Erwinaze/Erwinase. Sales of our second largest product, Erwinaze/Erwinase (which we refer to in this report as Erwinaze unless otherwise indicated or the context otherwise requires), accounted for 12% and 13% of our net product sales for the three and nine months ended September 30, 2017, respectively, and 14% for the year ended December 31, 2016. We seek to increase sales of Erwinaze, as well as to make Erwinaze more widely available, through ongoing sales and marketing activities.
However, a significant challenge to our ability to increase sales is our extremely limited inventory of Erwinaze, past and continuing supply disruptions and our need to minimize or avoid additional supply disruptions due to capacity constraints,

35


production delays, quality or regulatory challenges and other manufacturing difficulties. Erwinaze is licensed from and manufactured by a single source, Porton Biopharma Limited, or PBL.

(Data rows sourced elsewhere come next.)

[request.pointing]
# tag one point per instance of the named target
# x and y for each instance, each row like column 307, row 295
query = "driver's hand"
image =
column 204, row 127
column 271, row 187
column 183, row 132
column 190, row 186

In January 2017, the FDA issued a warning letter to PBL indicating that it was not satisfied with PBL’s responses to the FDA Form 483 issued to PBL in March 2016, citing significant violations of the FDA’s current Good Manufacturing Practices, or cGMP, for finished pharmaceuticals and significant deviations from cGMP for APIs. In March 2017, PBL filed a response to the warning letter with the FDA. We attended a meeting with PBL and the FDA in the third quarter of 2017 to discuss the warning letter, and PBL continues to address the issues identified by the FDA in the warning letter. We cannot predict whether the FDA’s required remediation activities will further strain manufacturing capacity and adversely affect Erwinaze supply, particularly in light of our extremely limited product inventory. We also cannot predict if or when PBL will correct the violations and deviations to the satisfaction of the FDA or whether the FDA will be satisfied with PBL’s response to the warning letter. Any failure to do so could result in the FDA refusing admission of Erwinaze in the U.S., as well as additional enforcement actions by the FDA and other regulatory entities. Any of these actions could have a material adverse effect on our sales of, and revenues from, Erwinaze and limit our potential future maintenance and growth of the market for this product.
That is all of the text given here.